Une première partie de matinée était ainsi réservée à l’évocation de la spiritualité en actes chez les pasteurs de l’Eglise réformée vaudoise. Responsable d’un ministère baptisé « spiritualité dans la Cité » à Lausanne, Jocelyne Muller: « Avec le professeur Carl-André Keller, grand spécialiste de la question, je parlerais de mystique comme d’un dépassement radical de soi par un être subjugué par Dieu ». Pour la ministre, il y a donc opposition entre une vie spirituelle, comprise comme la recherche d’une coïncidence avec soi, et la mystique qui apparaît « obsession de l’union avec l’Autre, faisant au contraire sortir de soi ».
Se disant libre de penser et de croire, Jocelyne Muller se sent aussi héritière d’une tradition liturgique, doctrinaire et éthique : « Spirituellement, je me sais précédée ». Regrettant que la spiritualité demeure un aspect quelque peu négligé du ministère, alors qu’il lui en apparaît le cœur, l’intervenante a milité pour le retour à un accompagnement spirituel peu à la mode du côté réformé. « La vie spirituelle est d’abord affaire de frères et de sœurs, avant d’être celle de spécialistes. Au travers de la rencontre avec l’autre, Dieu prend soin de moi, me dirige, m’écoute ».Mourir en soi pour ressusciter en DieuAuteur d’ouvrages remarqués sur le sujet, dont Le Ciel est en toi, le théologien et pasteur de la paroisse française d’Argovie Michel Cornuz a évoqué une grande figure de la mystique chrétienne : Madame Guyon.
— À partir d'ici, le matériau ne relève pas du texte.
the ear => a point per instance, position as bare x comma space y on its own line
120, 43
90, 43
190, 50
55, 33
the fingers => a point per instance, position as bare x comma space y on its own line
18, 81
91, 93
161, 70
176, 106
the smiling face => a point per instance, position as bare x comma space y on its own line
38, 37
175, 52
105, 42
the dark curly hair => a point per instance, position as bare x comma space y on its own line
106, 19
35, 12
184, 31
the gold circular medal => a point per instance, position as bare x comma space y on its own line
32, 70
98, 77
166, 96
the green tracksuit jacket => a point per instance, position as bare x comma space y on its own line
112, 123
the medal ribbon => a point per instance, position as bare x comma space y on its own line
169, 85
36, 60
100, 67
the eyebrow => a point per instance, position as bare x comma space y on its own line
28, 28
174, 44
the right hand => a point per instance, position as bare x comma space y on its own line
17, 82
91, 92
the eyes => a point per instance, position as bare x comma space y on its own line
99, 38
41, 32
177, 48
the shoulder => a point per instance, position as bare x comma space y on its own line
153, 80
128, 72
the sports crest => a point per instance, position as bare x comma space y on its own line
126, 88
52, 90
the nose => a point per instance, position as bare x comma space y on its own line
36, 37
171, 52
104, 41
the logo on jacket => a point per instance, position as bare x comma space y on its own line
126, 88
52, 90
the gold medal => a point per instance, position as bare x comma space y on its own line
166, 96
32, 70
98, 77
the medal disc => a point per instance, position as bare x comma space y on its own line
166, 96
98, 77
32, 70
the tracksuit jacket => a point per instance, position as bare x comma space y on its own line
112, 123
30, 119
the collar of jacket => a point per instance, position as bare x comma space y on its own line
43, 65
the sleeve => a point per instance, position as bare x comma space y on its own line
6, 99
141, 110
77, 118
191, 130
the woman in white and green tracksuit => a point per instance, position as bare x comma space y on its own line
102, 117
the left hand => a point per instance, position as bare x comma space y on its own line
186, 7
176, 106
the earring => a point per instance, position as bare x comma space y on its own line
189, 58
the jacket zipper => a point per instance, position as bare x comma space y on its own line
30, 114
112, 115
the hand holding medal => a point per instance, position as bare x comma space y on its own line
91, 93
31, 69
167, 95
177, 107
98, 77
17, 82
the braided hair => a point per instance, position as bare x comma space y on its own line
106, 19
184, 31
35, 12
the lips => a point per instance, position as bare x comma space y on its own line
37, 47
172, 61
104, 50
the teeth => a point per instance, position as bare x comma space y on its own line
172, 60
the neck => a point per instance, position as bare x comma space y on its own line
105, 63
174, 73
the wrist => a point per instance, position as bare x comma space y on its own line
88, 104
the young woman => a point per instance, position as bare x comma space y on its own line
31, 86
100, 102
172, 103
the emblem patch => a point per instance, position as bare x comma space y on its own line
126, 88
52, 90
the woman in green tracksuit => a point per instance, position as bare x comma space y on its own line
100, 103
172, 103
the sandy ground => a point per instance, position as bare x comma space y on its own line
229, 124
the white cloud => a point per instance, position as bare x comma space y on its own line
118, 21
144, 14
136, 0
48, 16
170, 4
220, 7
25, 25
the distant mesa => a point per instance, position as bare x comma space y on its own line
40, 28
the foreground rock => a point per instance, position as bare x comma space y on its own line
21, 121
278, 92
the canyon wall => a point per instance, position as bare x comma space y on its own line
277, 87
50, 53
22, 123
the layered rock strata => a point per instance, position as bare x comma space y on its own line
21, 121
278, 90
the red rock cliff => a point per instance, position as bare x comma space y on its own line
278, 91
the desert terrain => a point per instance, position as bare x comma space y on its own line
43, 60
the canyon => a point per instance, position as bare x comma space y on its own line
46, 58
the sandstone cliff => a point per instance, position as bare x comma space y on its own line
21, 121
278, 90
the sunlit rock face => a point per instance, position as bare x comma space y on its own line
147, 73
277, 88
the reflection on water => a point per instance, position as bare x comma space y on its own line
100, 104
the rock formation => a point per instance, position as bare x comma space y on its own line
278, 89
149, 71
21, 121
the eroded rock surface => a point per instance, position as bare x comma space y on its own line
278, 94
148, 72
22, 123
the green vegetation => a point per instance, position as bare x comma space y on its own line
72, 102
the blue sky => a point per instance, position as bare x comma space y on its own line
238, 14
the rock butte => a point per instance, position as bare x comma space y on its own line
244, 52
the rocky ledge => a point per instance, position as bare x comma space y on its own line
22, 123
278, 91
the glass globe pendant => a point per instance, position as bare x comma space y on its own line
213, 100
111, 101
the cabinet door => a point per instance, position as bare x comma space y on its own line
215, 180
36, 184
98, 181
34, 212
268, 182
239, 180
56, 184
Inspiratrice de Fénelon, cette mystique de la fin du XVIIe siècle influença particulièrement la pensée protestante de l’époque : le mouvement piétiste, mais aussi le méthodisme et les Quakers. « Cela explique que l’on trouve une grande partie de son œuvre à la bibliothèque des Cèdres », a noté Michel Cornuz. Selon lui, Mme Guyon est un bon exemple d’une pensée mystique qu’il convient de considérer comme une « parole de l’excès, cherchant avant tout à déconstruire nos systèmes de pensée et dire l’ineffable, et à nous faire accéder à un certain silence où tout se tait ». Avant tout « parole singulière et toujours adressée », la mystique répond à un besoin à notre époque où, précisément, la parole institutionnelle s’érode et où l’expérience spirituelle devient personnelle. « Elle devient une protestation au nom de l’intérieur ; un rappel de l’Evangile éternel et un appel à la conversion intérieure ».
Véritable « mort de soi pour ressusciter en Dieu », selon les termes de Carl-André Keller, la mystique cherche à « expérimenter la voix de Dieu dans son âme ». Les moyens en sont multiples, de la musique présente dans toutes les expressions du sentiment religieux, à l’ascèse, « effort de dépouillement de soi et d’union à Dieu », dont l’une des expressions, le jeûne, rencontre actuellement un net regain d’intérêt.